While the majority of groups in this field of research is focusing on simulating the spectral result from a single pillar contribution, Kumar is developing a solver that calculates the collective behavior from all of the pillars. ‘Because it’s nearly impossible to fabricate pillars that are perfectly identical, simulations assuming uniform structures fail to

accurately reflect real-world conditions. To address this, we are developing a simulation solver that accounts for the interactions between individual pillars. Beginning with a defined geometry, the goal is to model how light behaves across the entire metalens, providing a more realistic prediction of the overall light field.’

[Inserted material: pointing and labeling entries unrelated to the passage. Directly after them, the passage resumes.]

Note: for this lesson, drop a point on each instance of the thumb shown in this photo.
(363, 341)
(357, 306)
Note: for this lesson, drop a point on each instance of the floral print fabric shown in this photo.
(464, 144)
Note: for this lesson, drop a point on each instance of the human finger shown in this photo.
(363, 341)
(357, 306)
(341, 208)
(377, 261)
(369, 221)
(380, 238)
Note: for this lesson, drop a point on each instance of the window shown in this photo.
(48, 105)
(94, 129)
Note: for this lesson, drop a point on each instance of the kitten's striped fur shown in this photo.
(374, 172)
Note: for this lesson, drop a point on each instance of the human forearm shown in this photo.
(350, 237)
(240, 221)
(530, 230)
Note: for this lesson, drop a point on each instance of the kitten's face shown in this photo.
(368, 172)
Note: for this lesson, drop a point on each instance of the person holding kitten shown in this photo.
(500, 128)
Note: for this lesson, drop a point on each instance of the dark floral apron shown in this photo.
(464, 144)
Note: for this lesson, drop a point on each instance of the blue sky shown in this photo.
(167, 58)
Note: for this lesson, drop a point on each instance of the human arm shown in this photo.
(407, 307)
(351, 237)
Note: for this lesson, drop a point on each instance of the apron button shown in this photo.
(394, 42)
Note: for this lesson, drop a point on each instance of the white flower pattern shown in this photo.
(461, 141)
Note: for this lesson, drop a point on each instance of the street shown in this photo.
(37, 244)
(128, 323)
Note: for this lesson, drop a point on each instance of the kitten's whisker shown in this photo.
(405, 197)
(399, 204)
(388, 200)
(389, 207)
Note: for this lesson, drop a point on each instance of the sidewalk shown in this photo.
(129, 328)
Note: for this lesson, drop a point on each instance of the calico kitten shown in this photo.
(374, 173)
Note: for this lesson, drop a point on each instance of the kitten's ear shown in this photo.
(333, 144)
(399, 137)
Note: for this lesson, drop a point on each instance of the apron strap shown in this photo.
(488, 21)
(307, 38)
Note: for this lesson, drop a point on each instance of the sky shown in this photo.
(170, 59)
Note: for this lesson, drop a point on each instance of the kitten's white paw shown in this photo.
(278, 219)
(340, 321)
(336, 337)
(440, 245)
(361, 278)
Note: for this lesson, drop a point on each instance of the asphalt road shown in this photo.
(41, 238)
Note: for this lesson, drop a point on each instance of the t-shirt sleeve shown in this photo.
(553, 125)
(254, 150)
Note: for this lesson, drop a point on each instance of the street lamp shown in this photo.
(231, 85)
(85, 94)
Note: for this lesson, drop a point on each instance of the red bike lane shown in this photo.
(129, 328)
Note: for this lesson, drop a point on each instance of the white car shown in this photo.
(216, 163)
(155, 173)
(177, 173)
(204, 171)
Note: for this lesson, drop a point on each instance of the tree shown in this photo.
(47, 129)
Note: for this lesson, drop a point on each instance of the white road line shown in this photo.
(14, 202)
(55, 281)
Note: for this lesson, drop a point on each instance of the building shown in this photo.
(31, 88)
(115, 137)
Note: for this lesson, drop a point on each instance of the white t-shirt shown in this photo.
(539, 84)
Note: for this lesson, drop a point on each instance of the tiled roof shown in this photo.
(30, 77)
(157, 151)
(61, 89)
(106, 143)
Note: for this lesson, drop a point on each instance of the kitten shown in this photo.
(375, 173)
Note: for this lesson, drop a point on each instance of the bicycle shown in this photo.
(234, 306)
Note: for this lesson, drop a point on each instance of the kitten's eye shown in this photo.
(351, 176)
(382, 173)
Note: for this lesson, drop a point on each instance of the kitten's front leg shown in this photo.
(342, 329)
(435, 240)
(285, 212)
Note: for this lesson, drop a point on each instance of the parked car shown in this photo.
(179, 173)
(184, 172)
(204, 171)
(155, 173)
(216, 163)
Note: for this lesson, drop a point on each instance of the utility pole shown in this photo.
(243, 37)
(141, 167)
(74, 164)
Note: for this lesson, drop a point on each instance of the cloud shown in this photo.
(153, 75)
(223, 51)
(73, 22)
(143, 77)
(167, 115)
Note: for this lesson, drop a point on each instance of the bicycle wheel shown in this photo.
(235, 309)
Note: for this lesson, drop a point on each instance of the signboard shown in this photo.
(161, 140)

Since that is a very computation-intensive operation, Kumar searched for an alternative solver. During the first year of his PhD project he already managed to come up with an alternative that is ten times faster in calculating how the light scatters off a matrix of multiple pillars.   

Contribute to new field

Kumar is intrigued by the promise of metalenses. ‘I find it fascinating that a thin layer of structure can manipulate and control the light on a macroscale. To put in perspective: we are talking about lenses that are invisible to the naked eye, with a thickness that is 100 times smaller than the thickness of a human hair. The field of metaoptics is growing and penetrating the market in a wide variety of applications. It is very rewarding to be able to contribute to this field and be part of its maturation.’


PhD candidate Cussiol is now looking into the possibilities of fabricating a wide field of view metalens that corrects for spherical aberration and coma (a lens aberration that causes off-axis points to blur into a comet-like shape, ed) to focus light coming in at different incidence angles. ‘Though the actual fabrication of metalenses is hard, it is nice to be a part of this exciting development.’